On the backend of things, Tegra X1 brings with it support for H.264, VP9, and H.265 (HEVC) decoding. The latter two are just now appearing in SoCs, and as higher efficiency codecs are going to be the codecs of choice for 4K streaming. Consequently then Tegra X1 is capable of decoding all of these codecs at up to 4K resolution at 60fps, ensuring that it can decode not just 24fps movie content, but 30fps and 60fps TV content as well. As one final benefit, NVIDIA is also supporting full hardware decoding of 10-bit (Main 10) H.265 video, which means that the Tegra X1 and SHIELD Android TV will be capable of handling higher quality, higher bit depth content, including forthcoming HDR video.
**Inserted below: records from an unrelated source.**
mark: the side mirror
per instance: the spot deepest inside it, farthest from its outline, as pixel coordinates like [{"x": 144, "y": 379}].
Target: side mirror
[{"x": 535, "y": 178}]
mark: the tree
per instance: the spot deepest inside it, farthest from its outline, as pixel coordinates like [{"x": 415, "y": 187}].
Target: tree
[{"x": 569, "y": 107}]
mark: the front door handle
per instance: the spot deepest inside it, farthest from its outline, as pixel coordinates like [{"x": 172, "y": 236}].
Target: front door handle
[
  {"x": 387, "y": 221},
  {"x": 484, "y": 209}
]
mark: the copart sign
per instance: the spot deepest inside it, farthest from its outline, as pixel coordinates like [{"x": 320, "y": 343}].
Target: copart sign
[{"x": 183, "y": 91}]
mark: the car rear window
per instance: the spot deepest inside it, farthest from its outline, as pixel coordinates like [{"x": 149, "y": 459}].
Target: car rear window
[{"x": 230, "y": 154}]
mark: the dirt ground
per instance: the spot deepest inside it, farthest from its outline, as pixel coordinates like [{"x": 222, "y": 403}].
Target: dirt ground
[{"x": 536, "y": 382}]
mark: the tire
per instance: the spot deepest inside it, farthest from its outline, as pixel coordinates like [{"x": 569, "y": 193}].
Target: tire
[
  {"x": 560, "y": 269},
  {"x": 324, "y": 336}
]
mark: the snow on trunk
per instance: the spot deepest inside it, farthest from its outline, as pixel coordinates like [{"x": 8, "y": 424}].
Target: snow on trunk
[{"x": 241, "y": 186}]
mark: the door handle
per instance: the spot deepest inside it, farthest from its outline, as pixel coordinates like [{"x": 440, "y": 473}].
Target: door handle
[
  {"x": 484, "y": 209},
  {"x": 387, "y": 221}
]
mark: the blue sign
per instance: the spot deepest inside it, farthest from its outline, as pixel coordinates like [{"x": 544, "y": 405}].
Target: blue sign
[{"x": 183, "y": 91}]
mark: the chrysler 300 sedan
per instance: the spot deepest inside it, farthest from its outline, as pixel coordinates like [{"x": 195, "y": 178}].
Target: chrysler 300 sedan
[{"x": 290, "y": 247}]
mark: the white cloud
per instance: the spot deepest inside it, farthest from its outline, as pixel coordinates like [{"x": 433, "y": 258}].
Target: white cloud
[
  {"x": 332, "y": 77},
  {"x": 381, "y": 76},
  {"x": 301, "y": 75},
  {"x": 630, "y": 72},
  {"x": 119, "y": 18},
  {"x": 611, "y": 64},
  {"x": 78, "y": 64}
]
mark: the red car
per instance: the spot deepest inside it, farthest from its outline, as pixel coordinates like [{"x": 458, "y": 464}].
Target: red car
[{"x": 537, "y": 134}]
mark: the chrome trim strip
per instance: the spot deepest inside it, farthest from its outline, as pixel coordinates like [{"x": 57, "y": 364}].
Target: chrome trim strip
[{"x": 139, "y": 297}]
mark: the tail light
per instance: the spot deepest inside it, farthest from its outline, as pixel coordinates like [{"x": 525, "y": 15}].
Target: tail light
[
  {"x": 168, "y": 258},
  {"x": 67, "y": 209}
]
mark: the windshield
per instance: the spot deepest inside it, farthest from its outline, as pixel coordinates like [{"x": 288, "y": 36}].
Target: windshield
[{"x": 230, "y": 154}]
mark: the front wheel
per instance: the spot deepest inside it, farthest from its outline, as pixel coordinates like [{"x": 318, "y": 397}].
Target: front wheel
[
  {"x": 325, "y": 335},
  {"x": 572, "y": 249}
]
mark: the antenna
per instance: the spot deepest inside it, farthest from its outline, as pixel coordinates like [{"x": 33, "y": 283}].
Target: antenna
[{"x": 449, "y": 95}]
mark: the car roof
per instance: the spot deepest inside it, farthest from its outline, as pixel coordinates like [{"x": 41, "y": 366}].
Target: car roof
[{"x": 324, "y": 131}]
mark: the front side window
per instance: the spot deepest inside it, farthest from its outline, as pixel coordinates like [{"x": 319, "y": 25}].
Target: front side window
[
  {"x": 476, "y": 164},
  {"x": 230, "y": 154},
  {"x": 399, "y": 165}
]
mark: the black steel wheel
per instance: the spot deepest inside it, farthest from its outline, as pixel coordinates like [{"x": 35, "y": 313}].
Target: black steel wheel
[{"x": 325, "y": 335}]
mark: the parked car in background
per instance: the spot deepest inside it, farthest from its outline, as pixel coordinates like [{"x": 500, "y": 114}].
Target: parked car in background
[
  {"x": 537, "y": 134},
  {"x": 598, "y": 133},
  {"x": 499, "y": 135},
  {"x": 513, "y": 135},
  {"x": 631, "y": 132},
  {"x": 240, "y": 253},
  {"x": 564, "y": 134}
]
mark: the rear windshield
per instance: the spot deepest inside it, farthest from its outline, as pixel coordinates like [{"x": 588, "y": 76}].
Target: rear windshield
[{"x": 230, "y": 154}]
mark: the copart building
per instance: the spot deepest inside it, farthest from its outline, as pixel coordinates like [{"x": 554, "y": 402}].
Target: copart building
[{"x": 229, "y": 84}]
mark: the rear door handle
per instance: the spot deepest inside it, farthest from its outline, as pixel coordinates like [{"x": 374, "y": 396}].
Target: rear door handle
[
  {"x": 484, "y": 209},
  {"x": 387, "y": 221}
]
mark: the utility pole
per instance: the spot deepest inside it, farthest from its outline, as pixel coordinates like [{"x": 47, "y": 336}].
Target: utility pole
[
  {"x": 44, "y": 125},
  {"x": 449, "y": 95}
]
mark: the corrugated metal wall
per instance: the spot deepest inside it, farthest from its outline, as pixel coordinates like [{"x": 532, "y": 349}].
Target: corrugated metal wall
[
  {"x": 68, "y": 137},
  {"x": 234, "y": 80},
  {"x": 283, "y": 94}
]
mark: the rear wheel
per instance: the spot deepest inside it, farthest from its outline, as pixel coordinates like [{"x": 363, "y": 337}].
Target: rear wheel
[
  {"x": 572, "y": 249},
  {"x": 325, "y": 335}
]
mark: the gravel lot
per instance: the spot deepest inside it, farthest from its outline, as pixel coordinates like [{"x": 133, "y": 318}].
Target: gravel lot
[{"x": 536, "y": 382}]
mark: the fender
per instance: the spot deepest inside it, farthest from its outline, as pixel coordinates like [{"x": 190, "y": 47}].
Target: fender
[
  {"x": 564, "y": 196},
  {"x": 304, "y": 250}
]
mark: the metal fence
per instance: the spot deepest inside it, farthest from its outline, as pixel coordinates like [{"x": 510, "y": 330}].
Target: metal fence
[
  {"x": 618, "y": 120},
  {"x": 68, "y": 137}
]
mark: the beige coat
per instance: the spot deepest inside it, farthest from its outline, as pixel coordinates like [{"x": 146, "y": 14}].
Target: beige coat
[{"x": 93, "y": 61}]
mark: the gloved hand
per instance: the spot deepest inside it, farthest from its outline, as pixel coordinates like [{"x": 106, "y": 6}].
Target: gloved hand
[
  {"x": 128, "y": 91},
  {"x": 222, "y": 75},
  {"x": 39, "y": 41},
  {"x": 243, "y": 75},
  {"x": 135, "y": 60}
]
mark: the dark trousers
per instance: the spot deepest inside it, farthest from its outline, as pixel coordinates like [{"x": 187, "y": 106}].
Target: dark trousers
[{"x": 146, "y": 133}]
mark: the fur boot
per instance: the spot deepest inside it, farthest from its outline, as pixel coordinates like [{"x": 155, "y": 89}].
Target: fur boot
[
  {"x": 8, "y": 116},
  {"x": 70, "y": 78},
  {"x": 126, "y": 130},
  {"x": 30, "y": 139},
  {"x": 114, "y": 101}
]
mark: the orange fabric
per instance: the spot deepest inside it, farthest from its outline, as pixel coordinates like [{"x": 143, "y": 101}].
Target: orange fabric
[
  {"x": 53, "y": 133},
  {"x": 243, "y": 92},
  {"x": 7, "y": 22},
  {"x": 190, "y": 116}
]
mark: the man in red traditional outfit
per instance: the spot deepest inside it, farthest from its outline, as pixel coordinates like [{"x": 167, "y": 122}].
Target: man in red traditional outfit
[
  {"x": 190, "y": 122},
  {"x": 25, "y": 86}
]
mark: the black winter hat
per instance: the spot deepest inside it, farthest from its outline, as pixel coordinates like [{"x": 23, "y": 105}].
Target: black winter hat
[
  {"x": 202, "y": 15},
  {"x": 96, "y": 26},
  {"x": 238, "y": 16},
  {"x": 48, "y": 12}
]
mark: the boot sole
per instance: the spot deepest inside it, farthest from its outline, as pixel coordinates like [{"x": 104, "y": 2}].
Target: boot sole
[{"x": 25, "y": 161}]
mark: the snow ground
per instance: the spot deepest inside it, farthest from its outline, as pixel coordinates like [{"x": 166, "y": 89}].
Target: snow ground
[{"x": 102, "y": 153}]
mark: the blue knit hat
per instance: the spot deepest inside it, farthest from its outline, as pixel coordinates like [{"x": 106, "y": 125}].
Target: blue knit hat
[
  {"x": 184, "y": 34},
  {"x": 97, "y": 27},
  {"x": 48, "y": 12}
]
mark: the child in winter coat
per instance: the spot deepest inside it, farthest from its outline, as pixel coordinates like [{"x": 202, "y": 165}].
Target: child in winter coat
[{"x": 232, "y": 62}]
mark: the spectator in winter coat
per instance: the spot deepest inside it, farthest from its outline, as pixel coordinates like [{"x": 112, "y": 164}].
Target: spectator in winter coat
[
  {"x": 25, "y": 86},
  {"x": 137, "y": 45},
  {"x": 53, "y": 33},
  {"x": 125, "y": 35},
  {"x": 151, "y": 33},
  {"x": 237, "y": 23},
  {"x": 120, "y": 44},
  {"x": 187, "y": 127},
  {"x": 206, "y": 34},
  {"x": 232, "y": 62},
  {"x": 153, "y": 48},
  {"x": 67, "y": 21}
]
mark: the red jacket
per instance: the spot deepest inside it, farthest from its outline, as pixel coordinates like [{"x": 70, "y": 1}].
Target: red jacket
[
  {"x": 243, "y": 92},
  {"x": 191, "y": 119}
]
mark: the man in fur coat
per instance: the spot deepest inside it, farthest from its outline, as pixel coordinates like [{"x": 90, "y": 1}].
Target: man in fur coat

|NVIDIA SHIELD SoC Comparison|
|SHIELD Tablet (Tegra K1)||SHIELD Android TV (Tegra X1)|
|CPU||4x Cortex A15r3 @ 2.2 GHz||4x Cortex A57 @ 2.0GHz
4X Cortex A53@ ?GHz
|GPU||Kepler, 1 SMX (192 CUDA Cores)
|Maxwell, 2 SMMs (256 CUDA Cores)
|Memory||2 GB, LPDDR3-1866||3 GB, LPDDR4-3200|
|Memory Bus Width||64-bit||64-bit|
|FP16 Peak||365 GFLOPS||1024 GFLOPS|
|FP32 Peak||365 GFLOPS||512 GFLOPS|
|Manufacturing Process||TSMC 28nm||TSMC 20nm SoC|
Taken in overall, the use of the Tegra X1 puts the SHIELD Android TV in a very interesting position. From a raw graphics standpoint the system is arguably overpowered for basic Android TV functionality. Even though this is a SoC-class Maxwell implementation, the basic Android TV UI does not heavily consume resources, a design decision mindful of what most other SoCs are capable of. But this also means that NVIDIA should have no trouble keeping the Android TV UI moving along at 60fps, and if they do struggle then it would certainly raise some questions given just how powerful Tegra X1’s GPU is.
Gaming on the other hand still needs all the GPU processing power it can get, and to that end NVIDIA is delivering quite a bit. NVIDIA still has to live with the fact that Tegra X1 isn’t close to the performance of the current-generation consoles, with SoCs having just recently surpassed the last-generation consoles, but by being the most powerful SoC in the Android TV space, it means NVIDIA can at least deliver an experience similar to (and likely a bit better than) the last-generation consoles, which is still a bit step up.
Otherwise from a media decode standpoint, Tegra X1 is the perfect fit for the device that will be the flagship Android TV box. By supporting all of the latest codecs and display standards, NVIDIA is in a good position going forward to work with the increasing number of 4K TVs and the various over-the-top media services that will be utilizing H.265 to drive their 4K streaming. The fact that NVIDIA is pushing media capabilities so hard for today’s launch is not a mistake, as it’s likely to be their most useful advantage early in the device’s lifetime.